An All-Equity Deal is a Bridge To Nowhere

The whole “bridge now, finance later” theme began last year when buyers realized they weren’t able to guarantee financing for deals. Rather than depend on lenders to get deals done, take out a bridge loan for the deal, which can be financed out later. Seems simple enough, right? Just another day of “creative dealmaking in a challenging environment,” as buyout pros like to tout.

A recent example of that is Advent International’s buyout of Charlotte Russe, the listed mall retailer. According to Roger Hoit, MD at Moelis & Company, Advent International wrote the entire check itself, and said (in his words), “we’ll worry about financing down the road.” A deal like that would have received 4x to 5x leverage several years ago, he added.

That seems good and well. Unless, of course, that refi never comes. Some buyout pros are wary of that risk. John Howard, CEO of Irving Place Capital, said, “You can’t go into it with the need to refund it later. You have to be okay with the capital structure when you do it.” He added, “If you can refinance later, that’s great, but you may not be able to do that for awhile.”

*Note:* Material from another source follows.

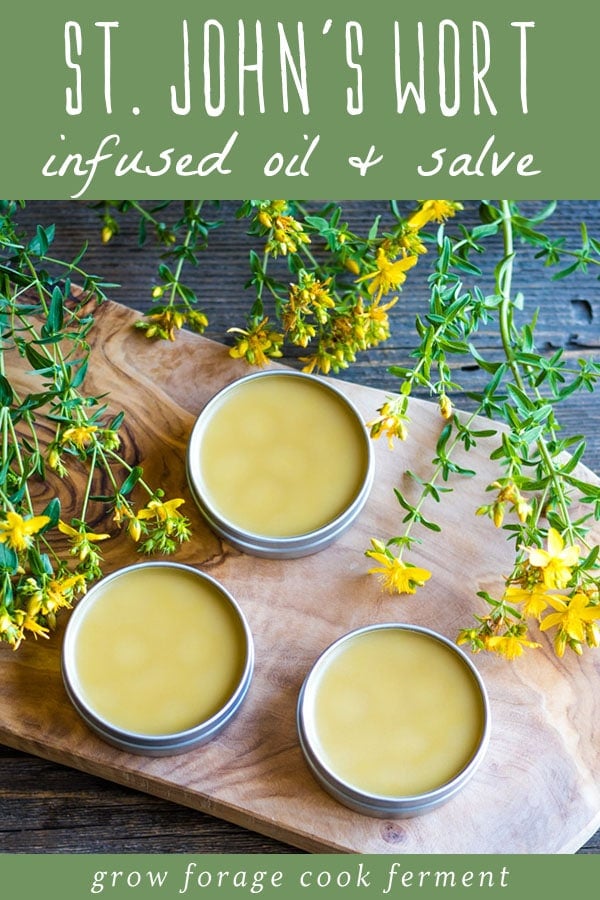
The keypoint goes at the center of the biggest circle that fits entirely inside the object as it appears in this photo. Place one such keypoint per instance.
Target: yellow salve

Robert Nolan, managing partner at Halyard Capital, echoed that sentiment. “In this marketplace, the notion of bridging is more risky. You can only do that if you are willing to believe that the returns promised are big enough overcome the equity outstanding.”

Casey Zmijeski of Fifth Street Finance said he’s seen the negative effects of this move. Sponsors which bridged their deals a year ago are now in a tough position. “They’re coming back to market to get the financing, and we just shake our heads, because it’s not a good time to get senior financing lined up.”